周りから馬鹿にされようと、一心不乱に絵を描く老人、馬鹿一。馬鹿一とは通称のことである。雑草や石の絵を黙々と描いている。誰からも評価されず、認められずとも彼は描く。自然を愛し、絵を愛し、孤独を愛し、石や雑草を愛する馬鹿一。そして彼のひたすらな努力、純粋さがやがて身を結ぼうとする。


中学の頃、馬鹿一に憧れた。馬鹿一のようになりたかった。そして再読してみるといまでも私の思いは変わらない。自分の原点のような本だ。その中の一部を紹介しよう。




「彼の羨望」より


「今日は僕にとって忘れられないう日になった。僕は画はどう言う風にかけばいいかを今日本当に知ることができた。僕はいままでの画に満足できなかった元因がわかった。ぼくはあの老人画を最上のものと思っているわけでもないし、ああ言う画をかきたいとも思っていないが、あの老人の不滅の仕事は心をうたれた。あの誠実さ、あの一心さ、あの自分の目を信じ自然を見て、全神経で肉薄して、その他のことを忘れきっている点には、大いに教わる処があった。僕は自分の画の欠点が何処にあるか、本当にわかった。自分の足が地面にくっついていつもりだったが。根がはる処までいっていなかった。あの老人の仕事には、根があり、それが自然の無限の深さにある生命の泉に達していて、そこからあの味が出ているのだ。僕のは上っ調子すぎた。見られ方に気を奪われすぎていた。今日は本当にいい日だ。ぶつかるものにぶつかった。



「馬鹿一」より


道端で雑草を折りとって持っていくと、馬鹿一はすっかり喜んで「そうか、それはどうもありがとう。本当にこれはすばらしい。早速写生しよう。どうもありがとう。僕は今までにこの草を何度か見たが、まだこの草の美しさを十分知ることが出来なかった。君のおかげで、この草の美しさを知ることが出来るのは、ありがたい」そして、紙切れに鉛筆で詩を書いて見せた。

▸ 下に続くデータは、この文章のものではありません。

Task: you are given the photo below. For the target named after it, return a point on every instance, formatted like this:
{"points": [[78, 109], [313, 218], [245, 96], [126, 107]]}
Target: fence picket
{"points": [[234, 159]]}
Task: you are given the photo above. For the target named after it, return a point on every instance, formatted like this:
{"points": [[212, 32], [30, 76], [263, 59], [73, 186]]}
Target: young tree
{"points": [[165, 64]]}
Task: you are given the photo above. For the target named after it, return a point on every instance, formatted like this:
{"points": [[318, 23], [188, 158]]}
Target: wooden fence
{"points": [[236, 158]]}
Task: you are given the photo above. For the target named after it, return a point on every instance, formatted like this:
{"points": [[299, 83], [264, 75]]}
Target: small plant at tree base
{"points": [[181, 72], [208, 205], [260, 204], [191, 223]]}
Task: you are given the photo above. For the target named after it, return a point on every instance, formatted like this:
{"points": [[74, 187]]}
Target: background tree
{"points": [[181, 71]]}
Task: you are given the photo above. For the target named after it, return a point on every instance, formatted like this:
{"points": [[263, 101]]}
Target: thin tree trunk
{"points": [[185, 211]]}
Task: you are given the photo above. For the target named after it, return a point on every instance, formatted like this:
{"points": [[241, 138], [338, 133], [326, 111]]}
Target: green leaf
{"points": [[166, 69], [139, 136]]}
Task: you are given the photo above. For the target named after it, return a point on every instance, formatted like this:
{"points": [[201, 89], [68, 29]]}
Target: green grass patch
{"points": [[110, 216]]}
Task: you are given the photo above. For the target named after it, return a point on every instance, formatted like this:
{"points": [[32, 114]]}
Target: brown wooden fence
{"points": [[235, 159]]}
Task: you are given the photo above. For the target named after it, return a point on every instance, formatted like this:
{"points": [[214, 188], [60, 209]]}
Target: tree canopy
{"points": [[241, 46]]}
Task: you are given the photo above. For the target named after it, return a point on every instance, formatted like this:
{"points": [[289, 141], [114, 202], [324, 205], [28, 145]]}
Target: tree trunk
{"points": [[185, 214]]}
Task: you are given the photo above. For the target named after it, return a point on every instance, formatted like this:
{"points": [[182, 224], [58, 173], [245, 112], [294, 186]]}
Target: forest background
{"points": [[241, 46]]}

「お前は道ばたに落ちてきて、詩人の処にゆきたいと願っていた
すると一人の男が来て、お前の無言の言葉を聞いた
そしてお前を拾って、詩人の処に持って来た
お前は無言で詩人で御礼を言ってくれと言う 
お前をここまで運んでくれた人に
お前は遂に詩人の処に来た お前は遂に安住の地を得た
千年たつと、お前は宝石に化するであろう」


「ある島の話」

その島はあまり大きくないしまで、人口も千人あまりで、皆半農、半漁の生活をしていますが、しかし皆、学者であり、芸術家であり、すべての人が、何か一つの信仰を持っているらしく、人相も悪い人には一人も逢えなかったと言う不思議な島です。一度人相の悪い男に逢ったと思ったら、それは鏡に写った自分の顔だったには、がっかりしました。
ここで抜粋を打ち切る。